I finished sewing the Boylston Bra by Orange Lingerie last night. It fits! I can't believe it! And it actually looks good. Honestly, I was surprised. I wasn't expecting it to both fit and look good, but it does.
Once I had narrowed down a size (through 3 woven cotton (not recommended) muslins) it took me 2 naptimes and 3 full evenings to cut and sew this bra.
I used the instructions from the pattern, along with the Craftsy Bra Making Construction and Fit class. I would not have been able to achieve the results I did without the Craftsy class. In my opinion, the Boylston Bra pattern isn't written for someone who has never ever made a bra before.
32DDD. (I should have bought the smaller sized pattern, because I'm not my RTW size in this (also, the sizing is confusing, as DD appears to be an 'E' in this one?). I used the sister sizing/bottom cup depth info that I posted about a few days ago.
I sized up the band to a 38 by adding a total of 6" to the band (3" on each side). I should have added slightly less than that, because my band could stand to be about 1/2" shorter (I'm on the tightest hooks).
I also added 1/4" at the bottom of the bridge, since I have some splaying action going on there. This since this piece is cut on the fold, it added 1/2" total (which come to think of it, could be where I gained that 1/2" extra on the band?)...
Non-stretch lace, 15 denier lining, powernet (the non-stretch lace and powernet were from Fabricana, and the 15 denier lining was from Bra Maker's Supply). I fully lined the lace, so everywhere that has a layer of lace in this bra also has a layer of 15 denier. I should have bought some fabric adhesive, and I learned that basting with the lace side down (feed dog side) is the only way to control these two layers.
I bought fabric adhesive for next time.
I also used a 'large' findings kit in black from Bra Maker's Supply. I didn't use the neck/top of cup elastic, and I barely had enough strap elastic. Such is life when you order a kit...
For the strap elastic, you basically have to have a mostly fabric strap, because there was only 20.5" of strap elastic in the kit (10.25" for the entirety of each strap). Particularly a bummer, because I have 2 more kits that I had planned to do fully elastic straps with and now I know I won't have enough.
Size 42 regular underwire from Bra Maker's Supply. I bought a 42, 44, 46 underwire in the regular and the long lengths, and the regular fit well in the Boylston, and the 42 fit my body well and fit in the bra too! I think I will likely be able to use the 44's in a future bra (perhaps I'm a 43? haha), but the 46's are definitely to wide and too long.

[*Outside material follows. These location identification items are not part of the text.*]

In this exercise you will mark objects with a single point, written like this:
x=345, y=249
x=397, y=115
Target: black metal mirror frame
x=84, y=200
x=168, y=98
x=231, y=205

Rotary cutter, self healing mat, pattern weights
Bernina 1230 sewing machine, 1/4" foot, zigzag foot, blind hem foot (for lining up top stitching)
Embroidery scissors, applique scissors
Iron, pressing ham
Size 10 ballpoint Schmetz needle
Straight stitch, zigzag, 3 step zigzag
I have to say, I'm pretty impressed with myself on this one! It was super unfamiliar construction, difficult fitting, and tricky fabrics, and I ended up with a great result!
The stitching on the top of the right cup feels like it needs some stretch, but I think that has more to do with a bit of a seam allowance issue in working with the two slippery fabrics together. Although, I wonder if I would have been better off using a zigzag stitch on that seam.
I also don't really like the lace for the straps. It just feels too delicate. If I was going to make another lace Boylston I would likely do full elastic straps. I think the neck side of the straps would have benefited from some top stitching, as well as the top of the cups, but that could just be because of my fabric choice.
I think I'm going to try a Marlborough Bra next.